Is Ordinary Okay?
While I found Rem Koolhaas’ article, Junkspace, interesting,
it is hard for me to take him seriously. He criticizes the way buildings are
being “designed” today, berating them and picking apart each minute detail. He
compares architecture today to architecture through different time periods and
movements, and how the two do not even compare. However, I would argue that all
time periods have this “Junkspace” architecture. The truly ordinary,
overlooked, ill-designed buildings that make the great pieces of architecture
stand out. Junkspace highlights the iconic architecture of the time until it is
time to get rid of it and begin again. Not every building or project is carefully
planned out in an expressive way, and the ones that are withstand the test of
time. I do not encourage these Junkspace projects, but I also do not berate
them because they are a piece of the fabric of the built environment. Look at
the photos below, and I’m sure you will barely notice the ordinary buildings
surrounding the projects.
Dancing House in Prague
Guggenheim in New York
Heydar Aliyev Center in Azerbaijan
I was really interested by your comment "Junkspace highlights the iconic architecture of the time until it is time to get rid of it and begin again." I think elements of design which go out of style or obsolete is a very real problem, and one of the problems that leads to Junkspace. Like Koolhaas was saying any word that starts with "re" produce Junkspace. To answer your question is ordinary okay? Maybe it is for the time being. But what happens when ordinary is no longer okay and it needs renovated, restored, or just redone? I think that's where the real danger comes in.

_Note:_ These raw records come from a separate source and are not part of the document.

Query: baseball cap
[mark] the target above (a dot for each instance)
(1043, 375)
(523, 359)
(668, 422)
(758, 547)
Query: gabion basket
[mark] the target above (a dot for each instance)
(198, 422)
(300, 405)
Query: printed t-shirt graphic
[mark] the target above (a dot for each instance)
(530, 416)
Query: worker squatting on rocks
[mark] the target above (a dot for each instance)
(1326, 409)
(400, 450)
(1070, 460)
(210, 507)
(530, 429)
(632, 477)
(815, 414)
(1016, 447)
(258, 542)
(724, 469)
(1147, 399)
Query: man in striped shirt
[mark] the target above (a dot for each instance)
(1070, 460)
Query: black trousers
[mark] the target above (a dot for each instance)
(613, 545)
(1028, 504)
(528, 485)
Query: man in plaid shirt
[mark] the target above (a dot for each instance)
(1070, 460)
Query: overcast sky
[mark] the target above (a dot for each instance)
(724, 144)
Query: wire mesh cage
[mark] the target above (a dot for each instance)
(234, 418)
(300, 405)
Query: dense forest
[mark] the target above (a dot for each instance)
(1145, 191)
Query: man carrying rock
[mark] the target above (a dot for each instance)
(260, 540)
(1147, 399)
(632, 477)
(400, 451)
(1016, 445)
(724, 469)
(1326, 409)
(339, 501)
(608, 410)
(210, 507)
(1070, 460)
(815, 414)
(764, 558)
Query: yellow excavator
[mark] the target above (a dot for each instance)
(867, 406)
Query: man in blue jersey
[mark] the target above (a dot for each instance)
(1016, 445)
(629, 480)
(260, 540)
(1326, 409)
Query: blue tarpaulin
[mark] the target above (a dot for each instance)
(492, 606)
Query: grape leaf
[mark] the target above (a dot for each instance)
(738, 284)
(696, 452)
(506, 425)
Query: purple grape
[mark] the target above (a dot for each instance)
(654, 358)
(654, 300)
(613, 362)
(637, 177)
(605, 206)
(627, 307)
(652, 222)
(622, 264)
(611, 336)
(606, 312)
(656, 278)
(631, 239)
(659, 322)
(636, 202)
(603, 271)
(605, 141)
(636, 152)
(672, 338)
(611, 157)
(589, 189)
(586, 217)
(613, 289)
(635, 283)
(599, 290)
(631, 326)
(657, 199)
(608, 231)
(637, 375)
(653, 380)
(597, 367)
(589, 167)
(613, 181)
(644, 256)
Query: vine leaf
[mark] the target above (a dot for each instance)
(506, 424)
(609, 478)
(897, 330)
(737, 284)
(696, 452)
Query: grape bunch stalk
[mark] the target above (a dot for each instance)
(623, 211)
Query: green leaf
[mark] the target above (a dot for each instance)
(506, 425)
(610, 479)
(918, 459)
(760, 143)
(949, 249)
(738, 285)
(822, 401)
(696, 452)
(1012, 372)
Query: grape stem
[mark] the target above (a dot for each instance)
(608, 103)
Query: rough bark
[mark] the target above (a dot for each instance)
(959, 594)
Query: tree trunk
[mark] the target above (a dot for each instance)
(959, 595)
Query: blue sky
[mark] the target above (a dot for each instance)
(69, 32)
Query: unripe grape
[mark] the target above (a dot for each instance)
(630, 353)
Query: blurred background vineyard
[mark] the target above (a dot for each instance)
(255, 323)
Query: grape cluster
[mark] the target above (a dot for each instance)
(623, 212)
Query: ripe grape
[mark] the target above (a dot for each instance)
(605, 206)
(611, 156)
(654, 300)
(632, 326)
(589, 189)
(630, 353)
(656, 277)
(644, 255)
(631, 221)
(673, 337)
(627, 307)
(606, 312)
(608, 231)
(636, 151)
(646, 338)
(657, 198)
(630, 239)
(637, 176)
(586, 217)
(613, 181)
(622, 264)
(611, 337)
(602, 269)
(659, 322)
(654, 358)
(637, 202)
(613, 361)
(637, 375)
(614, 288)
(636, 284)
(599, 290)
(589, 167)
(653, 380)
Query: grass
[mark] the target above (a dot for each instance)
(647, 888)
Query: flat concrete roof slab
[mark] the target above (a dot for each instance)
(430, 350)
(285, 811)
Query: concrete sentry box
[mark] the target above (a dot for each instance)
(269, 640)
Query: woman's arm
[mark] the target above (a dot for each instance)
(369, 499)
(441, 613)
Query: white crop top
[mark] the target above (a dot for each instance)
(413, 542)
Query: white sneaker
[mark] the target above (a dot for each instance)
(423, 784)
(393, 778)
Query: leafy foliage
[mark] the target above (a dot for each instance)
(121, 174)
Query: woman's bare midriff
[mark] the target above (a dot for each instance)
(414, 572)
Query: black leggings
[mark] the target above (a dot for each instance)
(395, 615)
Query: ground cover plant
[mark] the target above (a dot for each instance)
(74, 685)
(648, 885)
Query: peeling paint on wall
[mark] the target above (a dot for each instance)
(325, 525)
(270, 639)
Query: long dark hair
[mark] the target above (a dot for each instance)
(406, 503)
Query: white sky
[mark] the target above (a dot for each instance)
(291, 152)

ReplyDeleteI absolutely agree, from an urban standpoint, cities need background buildings! If everything attempts to be a showcase building, the city would just be jumbled and uncohesive.
ReplyDeleteI agree and disagree with you. Through the reading I also thought about "ancient" junkspace and how it may have been looked. Probably not with the same term but there definitely were some. Are maybe some ruins ancient junkspace that cultures that took over other cultures left intact because they considered them meaningless? Idk, but it is a great question to ask!
ReplyDeleteNow, I disagree with you in the sense that the "barely ordinary buildings" are unnoticed. I feel like as architects we have a duty to look at all built and non-built environments (non-trained eyes may differ) but just like you said, those ordinary buildings are what make the other ones stand out. Yet, those buildings serve a purpose and like Russell said "the city would just be jumbled and cohesive". Some may think that cohesiveness isn't necessary but order has always shown to create better cities. So to your question, I don't know if "ordinary is okay" as it is... but it seems to be certainly necessary.